LSYS / forestplot

A Python package to make publication-ready but customizable coefficient plots.
http://forestplot.rtfd.io
MIT License
112 stars 10 forks source link

Known Issue: Table headers don't work as expected with 6 (or fewer) rows of data #52

Closed LSYS closed 3 months ago

LSYS commented 1 year ago

See issue48-table-does-not-work-6rows-or-fewer.ipynb.

df = fp.load_data("sleep")

fp.forestplot(df.head(6),  # the dataframe with results data
              estimate="r",  # col containing estimated effect size 
              ll="ll", hl="hl",  # lower & higher limits of conf. int.
              varlabel="label",  # column containing the varlabels to be printed on far left
              capitalize="capitalize",  # Capitalize labels
              pval="p-val",  # column containing p-values to be formatted
              annote=["n", "power", "est_ci"],  # columns to report on left of plot
              annoteheaders=["N", "Power", "Est. (95% Conf. Int.)"],  # ^corresponding headers
              rightannote=["formatted_pval", "group"],  # columns to report on right of plot 
              right_annoteheaders=["P-value", "Variable group"],  # ^corresponding headers
              xlabel="Pearson correlation coefficient",  # x-label title
              table=True,  # Format as a table
              )

image

jeanbaptisteb commented 8 months ago

I've encountered the same exact issue today, so I've been investigating it a bit to find a temporary workaround, but without success so far.
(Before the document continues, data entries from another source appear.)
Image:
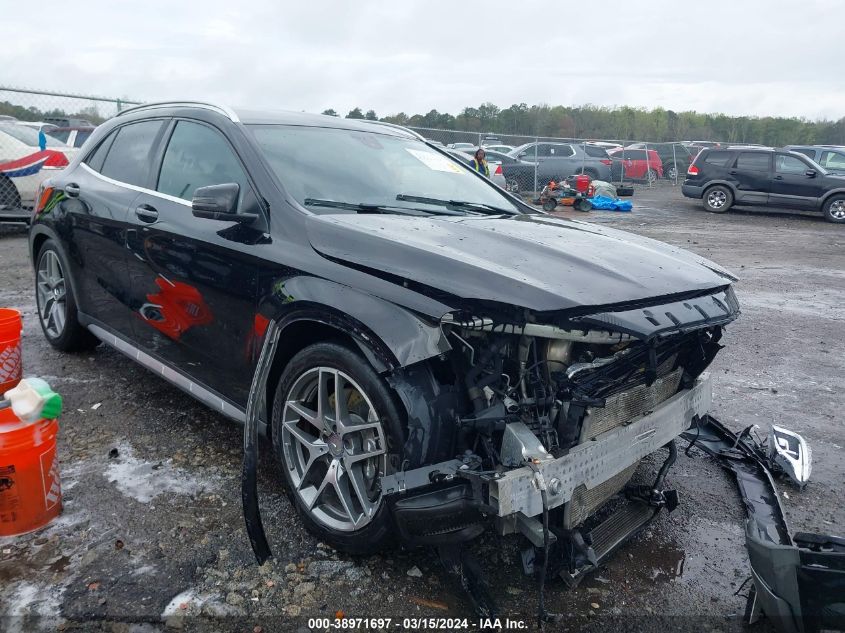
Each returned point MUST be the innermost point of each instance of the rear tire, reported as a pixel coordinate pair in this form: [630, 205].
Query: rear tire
[672, 171]
[335, 490]
[717, 199]
[834, 209]
[56, 303]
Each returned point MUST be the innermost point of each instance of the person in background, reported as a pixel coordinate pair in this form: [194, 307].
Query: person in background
[479, 163]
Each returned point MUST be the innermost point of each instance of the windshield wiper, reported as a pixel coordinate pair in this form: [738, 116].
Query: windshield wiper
[461, 205]
[360, 207]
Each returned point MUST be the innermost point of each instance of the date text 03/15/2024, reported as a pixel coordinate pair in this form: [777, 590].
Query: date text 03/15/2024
[417, 624]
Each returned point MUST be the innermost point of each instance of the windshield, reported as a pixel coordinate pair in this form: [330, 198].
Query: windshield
[28, 135]
[360, 167]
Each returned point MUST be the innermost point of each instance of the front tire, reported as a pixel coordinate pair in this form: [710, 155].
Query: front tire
[834, 209]
[333, 451]
[57, 312]
[717, 199]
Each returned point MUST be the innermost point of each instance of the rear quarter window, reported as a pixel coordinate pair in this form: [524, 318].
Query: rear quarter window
[128, 159]
[753, 161]
[717, 158]
[595, 152]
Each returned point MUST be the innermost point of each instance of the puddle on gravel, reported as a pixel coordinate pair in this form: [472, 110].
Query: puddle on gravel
[709, 550]
[143, 481]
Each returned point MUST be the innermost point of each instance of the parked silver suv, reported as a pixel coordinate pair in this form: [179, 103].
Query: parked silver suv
[556, 161]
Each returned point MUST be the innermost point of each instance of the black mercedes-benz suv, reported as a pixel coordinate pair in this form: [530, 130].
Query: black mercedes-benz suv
[722, 178]
[444, 354]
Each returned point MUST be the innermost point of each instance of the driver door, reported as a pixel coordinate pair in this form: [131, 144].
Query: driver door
[791, 186]
[194, 280]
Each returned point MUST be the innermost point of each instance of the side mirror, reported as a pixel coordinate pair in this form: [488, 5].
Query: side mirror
[219, 202]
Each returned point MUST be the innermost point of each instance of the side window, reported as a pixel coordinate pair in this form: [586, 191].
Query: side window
[717, 158]
[198, 156]
[595, 152]
[561, 151]
[790, 165]
[96, 158]
[128, 159]
[753, 161]
[833, 160]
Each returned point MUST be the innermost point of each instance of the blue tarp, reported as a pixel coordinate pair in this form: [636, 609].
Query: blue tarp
[603, 203]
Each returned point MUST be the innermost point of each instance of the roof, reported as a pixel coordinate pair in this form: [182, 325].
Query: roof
[282, 117]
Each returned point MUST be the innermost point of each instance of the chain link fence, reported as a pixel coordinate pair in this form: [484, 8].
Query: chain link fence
[40, 132]
[37, 128]
[530, 162]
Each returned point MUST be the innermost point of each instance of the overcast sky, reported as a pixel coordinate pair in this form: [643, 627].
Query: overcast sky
[737, 56]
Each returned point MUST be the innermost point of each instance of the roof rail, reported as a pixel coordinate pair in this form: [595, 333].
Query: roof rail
[398, 127]
[224, 110]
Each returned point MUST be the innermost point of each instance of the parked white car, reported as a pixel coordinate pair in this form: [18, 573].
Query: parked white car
[24, 165]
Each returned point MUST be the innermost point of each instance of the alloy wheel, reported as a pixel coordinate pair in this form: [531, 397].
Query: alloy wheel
[334, 447]
[51, 293]
[716, 199]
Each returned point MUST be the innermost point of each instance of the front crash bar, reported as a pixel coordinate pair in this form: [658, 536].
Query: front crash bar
[592, 463]
[799, 581]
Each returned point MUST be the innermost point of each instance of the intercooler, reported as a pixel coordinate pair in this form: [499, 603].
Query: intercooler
[622, 408]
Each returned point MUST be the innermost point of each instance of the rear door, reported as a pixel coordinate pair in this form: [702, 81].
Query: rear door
[750, 174]
[98, 194]
[791, 186]
[194, 279]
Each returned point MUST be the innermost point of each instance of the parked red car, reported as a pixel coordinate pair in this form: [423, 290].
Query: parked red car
[637, 165]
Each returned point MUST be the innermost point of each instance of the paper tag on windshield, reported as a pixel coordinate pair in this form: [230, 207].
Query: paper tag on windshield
[435, 161]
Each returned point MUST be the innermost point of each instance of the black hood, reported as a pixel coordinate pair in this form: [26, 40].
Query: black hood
[532, 261]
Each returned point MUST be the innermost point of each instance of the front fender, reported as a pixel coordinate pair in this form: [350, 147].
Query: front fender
[393, 335]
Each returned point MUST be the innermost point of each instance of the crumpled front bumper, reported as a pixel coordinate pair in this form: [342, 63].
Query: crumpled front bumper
[592, 463]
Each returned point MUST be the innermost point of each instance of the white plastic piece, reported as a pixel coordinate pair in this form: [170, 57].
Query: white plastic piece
[27, 403]
[792, 453]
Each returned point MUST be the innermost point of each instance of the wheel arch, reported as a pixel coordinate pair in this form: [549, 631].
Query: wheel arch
[829, 194]
[724, 183]
[38, 235]
[390, 337]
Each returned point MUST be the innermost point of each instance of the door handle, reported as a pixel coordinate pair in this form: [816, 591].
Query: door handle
[146, 213]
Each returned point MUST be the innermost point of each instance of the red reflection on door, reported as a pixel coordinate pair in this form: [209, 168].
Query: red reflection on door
[175, 308]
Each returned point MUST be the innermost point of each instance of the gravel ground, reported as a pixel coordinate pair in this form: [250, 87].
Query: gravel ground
[152, 536]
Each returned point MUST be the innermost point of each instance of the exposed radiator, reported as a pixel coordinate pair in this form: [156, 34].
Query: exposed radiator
[625, 407]
[585, 502]
[621, 408]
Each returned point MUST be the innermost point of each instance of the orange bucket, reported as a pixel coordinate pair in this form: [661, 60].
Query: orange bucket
[11, 362]
[30, 490]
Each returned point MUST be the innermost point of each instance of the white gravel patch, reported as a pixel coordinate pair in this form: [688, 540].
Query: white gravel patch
[143, 481]
[27, 606]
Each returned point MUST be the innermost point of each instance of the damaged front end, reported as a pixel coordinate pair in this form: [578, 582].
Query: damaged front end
[534, 421]
[799, 579]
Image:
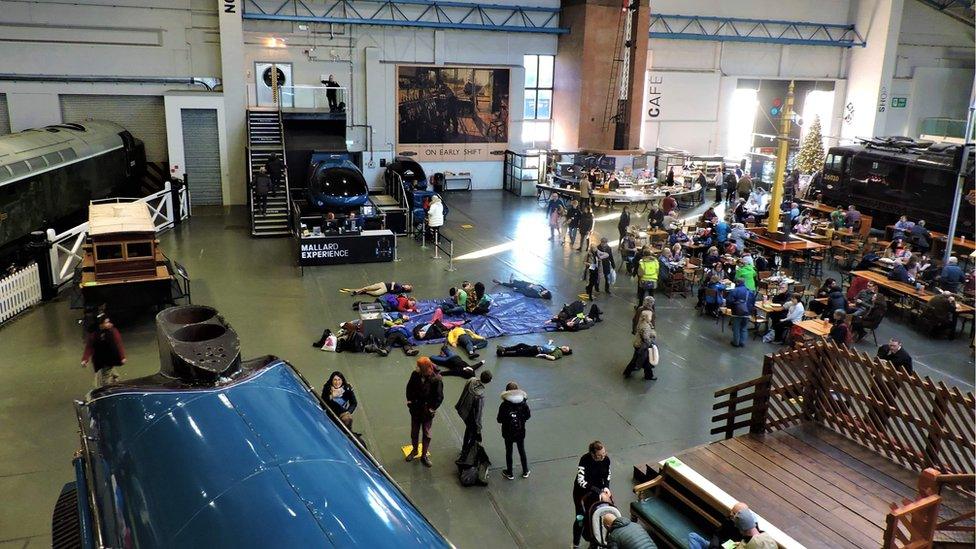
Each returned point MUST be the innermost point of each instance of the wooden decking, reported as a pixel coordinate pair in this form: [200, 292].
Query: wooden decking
[813, 484]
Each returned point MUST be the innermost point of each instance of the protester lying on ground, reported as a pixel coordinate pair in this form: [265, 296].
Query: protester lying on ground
[467, 339]
[526, 288]
[450, 363]
[549, 351]
[379, 288]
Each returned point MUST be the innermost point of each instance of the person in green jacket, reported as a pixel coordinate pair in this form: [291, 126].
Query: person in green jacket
[647, 273]
[747, 272]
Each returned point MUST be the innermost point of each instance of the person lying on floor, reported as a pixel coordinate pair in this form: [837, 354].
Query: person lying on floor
[547, 351]
[379, 288]
[450, 363]
[398, 303]
[470, 341]
[526, 288]
[436, 328]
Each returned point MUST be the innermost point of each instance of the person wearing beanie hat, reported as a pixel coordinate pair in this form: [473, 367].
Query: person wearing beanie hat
[425, 392]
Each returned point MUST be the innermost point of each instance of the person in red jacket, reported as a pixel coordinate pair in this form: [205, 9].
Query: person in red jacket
[104, 349]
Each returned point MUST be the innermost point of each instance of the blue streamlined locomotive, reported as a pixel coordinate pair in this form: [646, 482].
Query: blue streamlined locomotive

However, here are some elements if it can help someone else investigating the problem too:

After generating a forestplot (filling the "annote" and "annoteheaders" parameters, and setting the "table" parameter to True), I stored it in a fp variable. From fp, I can access the content of the "invisible" column labels through this line of code:

fp.yaxis.get_majorticklabels()[-1]

So the column labels are not really deleted from the plot, they are just invisible for some reason.

I've ruled out things like incorrect font color (e.g. white on white) or incorrect font size (e.g. very small font sizes). I've also been trying to tweak parameters like zorder or set_visible, without success.

My hypotheses so far is that either the labels are hidden behind another matplotlib element that takes precedence over them, or they are plotted in a position outside the plot (even though fp.yaxis.get_majorticklabels()[-1].get_position() doesn't seem to indicate this, when we compare to a plot without this "invisible labels" problem).

Hopefully this might be helpful to fix the issue.

jeanbaptisteb commented 8 months ago

I just found a quick and (very dirty) workaround, not sure if it will work in all scenarios, but here it is:

Once you stored the forest plot if a fp variable, simply increase the upper limit of the y axis with the following line of code:

offset=0.3
fp.set_ylim((fp.get_ylim()[0], fp.get_ylim()[1]+offset))
plt.show()

You may have to try different values for offset, depending on the situation.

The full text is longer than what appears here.